Journalist-anarchist Hunter Stockton Thompson (a.k.a. Dr. Gonzo and Raoul Duke) came of age in the 1960s with New Journalism—a reporting style that, according to writer Tom Wolfe, uses scene by scene description, complete dialogue, third person point-of-view, and careful reporting of everyday gestures. Thompson's exaggeration of the style became known as Gonzo Journalism, epitomized by his classic, Fear and Loathing in Las Vegas: A Savage Journey to the Heart of the American Dream (1971). In it, Thompson, as Raoul Duke, dissects Las Vegas through a drug-twisted, weapons-wielding, paranoid filter.
Born July 18, 1937 in Louisville, Kentucky, Thompson started writing for the base newspaper while in the U.S. Air Force. Afterwards, he continued as a sports writer, Caribbean correspondent, and columnist for various publications. His first book, Hells Angels: A Strange and Terrible Saga (1966), was written after riding with the Angels for eighteen months. In 1970, "The Kentucky Derby is Decadent and Depraved" was published in Scanlan's Monthly. The piece broke through the New Journalism style and was named "Gonzo," acknowledging its highly subjective style, its grit and spontaneity, conveying an impression of hastily scribbled notes rather than a polished work.
Thompson refined his Gonzo technique in Fear and Loathing in Las Vegas, in which his assignment of reporting on the Mint 400 off-road race and the National District Attorneys' Drug & Narcotics Conference takes a back seat to the story of his adventures in Las Vegas. Accompanied by Ralph Steadman's sketches, the story draws the reader into a highly-charged psychedelic nightmare where it is difficult to separate fact from fiction or hallucination. As a travelogue, Fear and Loathing in Las Vegas, as Thompson biographer William McKeen, says, "might frighten off would-be vacationers to Las Vegas."
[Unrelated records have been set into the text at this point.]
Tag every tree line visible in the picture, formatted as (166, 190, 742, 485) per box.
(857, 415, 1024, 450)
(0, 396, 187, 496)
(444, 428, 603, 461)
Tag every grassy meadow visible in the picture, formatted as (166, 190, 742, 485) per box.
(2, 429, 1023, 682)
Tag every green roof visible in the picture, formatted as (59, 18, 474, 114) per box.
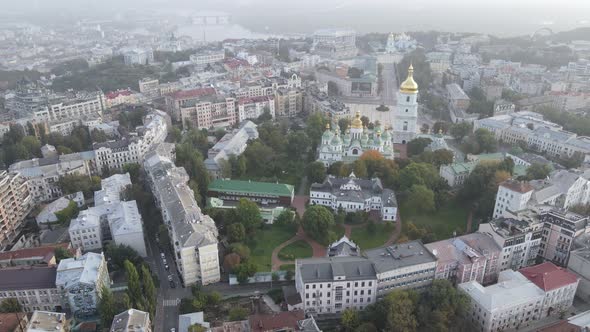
(208, 179, 294, 197)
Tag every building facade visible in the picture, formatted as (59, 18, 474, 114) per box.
(309, 173, 398, 221)
(204, 121, 258, 178)
(0, 266, 61, 312)
(394, 65, 419, 144)
(110, 309, 151, 332)
(0, 171, 33, 250)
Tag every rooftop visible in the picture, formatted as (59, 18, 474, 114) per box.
(446, 83, 470, 100)
(168, 87, 216, 100)
(208, 179, 294, 197)
(364, 241, 437, 273)
(297, 256, 377, 283)
(0, 243, 71, 265)
(425, 233, 501, 266)
(110, 309, 150, 332)
(27, 311, 66, 332)
(519, 262, 579, 291)
(500, 179, 534, 194)
(249, 311, 305, 332)
(55, 252, 105, 289)
(0, 266, 57, 291)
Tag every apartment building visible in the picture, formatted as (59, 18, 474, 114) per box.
(0, 266, 61, 312)
(93, 110, 168, 172)
(144, 146, 220, 285)
(34, 92, 105, 122)
(55, 252, 110, 317)
(204, 121, 258, 178)
(190, 49, 225, 68)
(538, 210, 589, 266)
(138, 78, 160, 99)
(478, 217, 543, 270)
(446, 83, 471, 111)
(0, 171, 33, 250)
(0, 243, 77, 268)
(110, 309, 151, 332)
(426, 233, 502, 285)
(312, 29, 357, 59)
(237, 95, 275, 121)
(493, 180, 535, 218)
(179, 95, 237, 130)
(164, 88, 216, 121)
(274, 88, 303, 117)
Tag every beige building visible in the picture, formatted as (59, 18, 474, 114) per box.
(110, 309, 151, 332)
(26, 311, 68, 332)
(275, 88, 303, 117)
(0, 171, 33, 250)
(180, 95, 237, 130)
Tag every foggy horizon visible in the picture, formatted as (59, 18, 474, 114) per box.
(2, 0, 590, 37)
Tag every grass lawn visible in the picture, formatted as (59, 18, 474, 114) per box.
(279, 264, 295, 271)
(400, 202, 469, 240)
(278, 240, 313, 261)
(350, 223, 396, 250)
(247, 225, 296, 272)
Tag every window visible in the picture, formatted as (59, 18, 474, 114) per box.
(406, 96, 410, 102)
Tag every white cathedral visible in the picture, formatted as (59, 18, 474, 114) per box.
(317, 64, 419, 166)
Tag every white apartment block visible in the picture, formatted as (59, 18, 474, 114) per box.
(460, 270, 545, 332)
(190, 50, 225, 67)
(34, 92, 105, 122)
(295, 257, 378, 314)
(139, 78, 160, 99)
(237, 95, 275, 121)
(478, 217, 543, 271)
(55, 252, 110, 317)
(0, 171, 33, 250)
(94, 110, 168, 172)
(144, 145, 220, 285)
(0, 266, 61, 312)
(493, 180, 535, 219)
(110, 309, 152, 332)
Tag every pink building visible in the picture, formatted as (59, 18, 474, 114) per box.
(426, 233, 501, 285)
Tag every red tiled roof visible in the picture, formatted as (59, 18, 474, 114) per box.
(224, 58, 250, 70)
(106, 89, 133, 99)
(249, 311, 304, 332)
(168, 87, 216, 100)
(0, 243, 71, 264)
(238, 95, 273, 105)
(519, 262, 579, 291)
(0, 313, 25, 332)
(501, 179, 534, 194)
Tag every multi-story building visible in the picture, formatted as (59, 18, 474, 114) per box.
(520, 262, 579, 317)
(164, 87, 217, 121)
(493, 99, 515, 116)
(0, 266, 61, 312)
(365, 241, 437, 298)
(312, 29, 357, 59)
(309, 173, 398, 221)
(493, 180, 535, 219)
(0, 171, 33, 250)
(204, 121, 258, 178)
(426, 52, 452, 73)
(0, 243, 77, 268)
(122, 48, 154, 66)
(478, 217, 543, 270)
(274, 88, 303, 117)
(538, 210, 589, 267)
(104, 89, 139, 109)
(9, 151, 96, 203)
(138, 78, 160, 99)
(26, 311, 67, 332)
(237, 96, 275, 121)
(446, 83, 471, 111)
(317, 114, 396, 166)
(34, 92, 105, 123)
(179, 95, 237, 130)
(295, 256, 377, 314)
(426, 233, 502, 285)
(110, 309, 151, 332)
(93, 110, 168, 172)
(9, 78, 49, 118)
(190, 49, 225, 68)
(55, 252, 110, 317)
(394, 64, 419, 144)
(304, 84, 349, 117)
(144, 146, 220, 285)
(459, 269, 546, 332)
(439, 161, 477, 187)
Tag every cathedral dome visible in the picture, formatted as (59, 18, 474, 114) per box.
(331, 132, 342, 145)
(351, 111, 363, 129)
(400, 64, 419, 94)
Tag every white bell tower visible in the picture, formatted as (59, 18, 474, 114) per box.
(393, 64, 419, 144)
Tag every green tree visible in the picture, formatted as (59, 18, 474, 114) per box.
(449, 122, 472, 141)
(275, 209, 298, 232)
(54, 200, 79, 225)
(207, 291, 222, 306)
(98, 286, 116, 327)
(404, 185, 435, 214)
(387, 290, 418, 332)
(54, 247, 73, 263)
(306, 113, 327, 147)
(525, 163, 552, 180)
(124, 260, 143, 307)
(352, 159, 368, 178)
(285, 270, 294, 281)
(230, 243, 251, 260)
(328, 161, 345, 176)
(0, 298, 22, 313)
(57, 174, 101, 198)
(228, 307, 248, 321)
(307, 161, 327, 184)
(356, 322, 378, 332)
(235, 262, 257, 284)
(106, 244, 142, 271)
(188, 324, 208, 332)
(398, 162, 440, 191)
(141, 265, 157, 316)
(227, 223, 246, 243)
(302, 205, 335, 244)
(407, 138, 432, 157)
(21, 136, 41, 157)
(286, 131, 311, 159)
(341, 308, 360, 331)
(91, 128, 109, 143)
(233, 198, 262, 234)
(432, 121, 450, 135)
(474, 128, 498, 153)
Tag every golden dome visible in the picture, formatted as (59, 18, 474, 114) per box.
(351, 111, 363, 129)
(400, 64, 419, 94)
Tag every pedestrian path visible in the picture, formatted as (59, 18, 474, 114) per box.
(163, 298, 180, 307)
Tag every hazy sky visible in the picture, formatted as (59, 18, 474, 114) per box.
(3, 0, 590, 36)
From the 1960s through the 1980s, Thompson wrote for Rolling Stone and High Times. As a self-proclaimed anarchist, Thompson hated hypocrisy, which he saw everywhere. In his opinion, objectivity maintained the status quo of corruption; to be honest a writer could not be objective. His excesses with alcohol, weapons, sex and drugs, especially psychedelics, made him look like an out-of-control madman, an image he did little to dispel. Despite the personal abuse, he wrote continuously and produced numerous books and collected writings. The Gonzo Papers, Volumes 1-4 are primarily collections of correspondence.
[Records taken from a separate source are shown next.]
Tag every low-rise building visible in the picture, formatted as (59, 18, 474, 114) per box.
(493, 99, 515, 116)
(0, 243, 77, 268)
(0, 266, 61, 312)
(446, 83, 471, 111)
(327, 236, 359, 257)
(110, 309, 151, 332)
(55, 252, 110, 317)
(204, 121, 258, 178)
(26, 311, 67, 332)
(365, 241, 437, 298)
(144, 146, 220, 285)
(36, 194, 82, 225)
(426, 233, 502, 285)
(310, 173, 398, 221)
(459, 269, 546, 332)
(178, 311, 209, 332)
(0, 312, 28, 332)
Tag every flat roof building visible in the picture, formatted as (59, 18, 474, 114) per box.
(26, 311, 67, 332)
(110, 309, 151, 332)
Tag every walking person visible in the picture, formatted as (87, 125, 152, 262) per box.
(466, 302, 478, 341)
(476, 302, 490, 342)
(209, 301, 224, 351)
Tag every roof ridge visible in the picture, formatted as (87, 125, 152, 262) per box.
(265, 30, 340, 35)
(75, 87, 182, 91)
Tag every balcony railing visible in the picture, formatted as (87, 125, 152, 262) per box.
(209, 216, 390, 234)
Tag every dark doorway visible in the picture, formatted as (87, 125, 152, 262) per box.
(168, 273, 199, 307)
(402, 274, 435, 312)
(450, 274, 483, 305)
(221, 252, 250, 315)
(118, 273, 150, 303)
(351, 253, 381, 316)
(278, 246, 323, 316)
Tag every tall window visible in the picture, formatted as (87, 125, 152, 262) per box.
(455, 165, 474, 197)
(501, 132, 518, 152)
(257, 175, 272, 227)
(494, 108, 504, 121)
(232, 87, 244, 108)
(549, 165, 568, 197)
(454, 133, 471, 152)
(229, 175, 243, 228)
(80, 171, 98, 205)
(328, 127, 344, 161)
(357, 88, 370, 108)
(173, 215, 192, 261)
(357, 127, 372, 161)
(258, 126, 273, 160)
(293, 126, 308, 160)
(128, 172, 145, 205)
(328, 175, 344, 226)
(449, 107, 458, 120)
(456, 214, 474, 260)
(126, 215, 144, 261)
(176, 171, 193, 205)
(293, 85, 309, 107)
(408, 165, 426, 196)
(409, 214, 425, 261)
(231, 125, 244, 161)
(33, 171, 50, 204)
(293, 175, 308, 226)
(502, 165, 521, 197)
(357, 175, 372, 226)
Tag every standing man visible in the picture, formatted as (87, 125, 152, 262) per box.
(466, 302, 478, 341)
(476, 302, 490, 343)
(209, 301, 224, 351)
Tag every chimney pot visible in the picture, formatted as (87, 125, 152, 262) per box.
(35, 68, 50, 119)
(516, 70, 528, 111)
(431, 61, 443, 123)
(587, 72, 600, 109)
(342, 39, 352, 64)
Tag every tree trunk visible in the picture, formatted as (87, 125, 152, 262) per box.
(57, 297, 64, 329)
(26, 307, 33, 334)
Thompson was portrayed in the character of "Uncle Duke" in the cartoon strip Doonesbury. His life was brought to the screen in Where the Buffalo Roam (1980), with Bill Murray as Dr. Gonzo. Fear and Loathing in Las Vegas was made into a 1998 movie with Johnny Depp as Thompson.
On February 20, 2005, at his home in Woody Creek, Colorado, Dr. Gonzo put a revolver in his mouth, pulled the trigger, and left others to clean up.